集まっていた村人たちは挨拶も程々に、昼食をとるために教会をあとにする。

彼らの中には、カノンが連れてきた子どもたちの保護者もいたようで、手を繋いで仲良く家に帰っていった。


なんでも、カノンの仕事は彼らの子守りだそうだ。

基本的に午前中だけ面倒をみて、日本でいう幼稚園みたいなことをしているらしい。

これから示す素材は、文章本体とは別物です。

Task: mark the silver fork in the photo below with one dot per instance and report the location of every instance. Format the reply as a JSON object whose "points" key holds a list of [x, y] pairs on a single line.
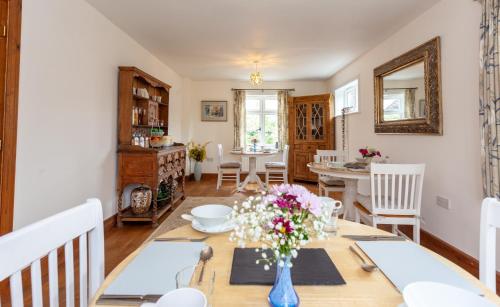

誰一人としてカノン先生とは呼んでなかったが…。


俺に質問しようと待ち構えていた人達も、


「お昼ご飯なら仕方ないな、じゃあまた後で!」


と言って、アッサリと解散していった。


約束通りお昼ご飯を貰うべくカノンが現れた木の扉を開けると、もうすぐそこが食堂だった。

丸石造りの壁にランプがかかる西洋の古い家屋のような部屋は、造られた当時から時間が止まっているようだ。

大きめの窓からは一列に並ぶ住宅の裏側と、草原や畑の地平線、森のある小さな丘が見えた。

ランプを灯さずとも窓から入り込んだ日光によって、石造りの部屋なのにまったく暗くない。

食堂に入ってすぐ左側に、昔ながらという感じの炊事場がある。

また、食堂の右奥側にまた別の扉があった。その先には、おそらく寝室などがあるのだろう。



木目の美しいウッドテーブルはかなり大きなもので、誰が使うのか10人分もの椅子がゆとりをもって周りに備わっている。


俺はいわゆるお誕生日席に座らされた。

向かって左側に姉妹が並んで座…ろうとして、お姉さんがいらない気を回して奥側に座った。



まだ机の上には何も無い。

いったい誰が持ってくるのかと不思議に思ったその時。



俺の後方…すなわち炊事場の方から皿や食器がカチャカチャと小さく音を立てて浮き上がり、スゥーっと飛んできて整然と着卓する。


陶器製かと思ったがよく見ると木目がある。その皿は美しい白い木材で出来ていたのだ。食器も普通の茶色い木材だったが、ナイフまで木製だった。


「うおぉっ!?」


予想していたよりも遥かに魔法が日常生活に根付いていたことで、思わず驚きの声を上げてしまった。まさか、ハリ〇タの世界レベルだとは思わなかった。



その声を聞いた二人が、どうかした?という顔でこちらを見る。


彼女達にとってこれは特別でも何でもないことだと察し、心を接客モードに切り替える。


何があっても動じることなく最善の対応を考え、顔は営業スマイルに固定されるこのモードは、これから起こる夢の様な現象でも興奮を抑えて笑っていることが出来た。



「それじゃ、本日のお昼ご飯の登場でーす!」


まるでどこかの司会者みたいなカノンの宣言を受け、大小合わせて7枚の皿の上に影を雲状に固めたようなものが渦巻く。カノンは行儀よく座ったままだ。先程の魔法のように手を動かしている様子はない。必ずしも手を使うわけではないらしい。


雲とも煙とも言えない黒いもやが晴れると、美味しそうな匂いを携えた料理が出現していた。


中央の大皿にはロールパンに似たパンが盛られ、各々の二枚の皿には主菜とデザートが盛り付けられている。レタスのような生の緑色野菜を下に敷き、大きな肉が香ばしい色に焼かれて鎮座している。まるで、直前まで焼いていたかのように表面で脂が跳ねている。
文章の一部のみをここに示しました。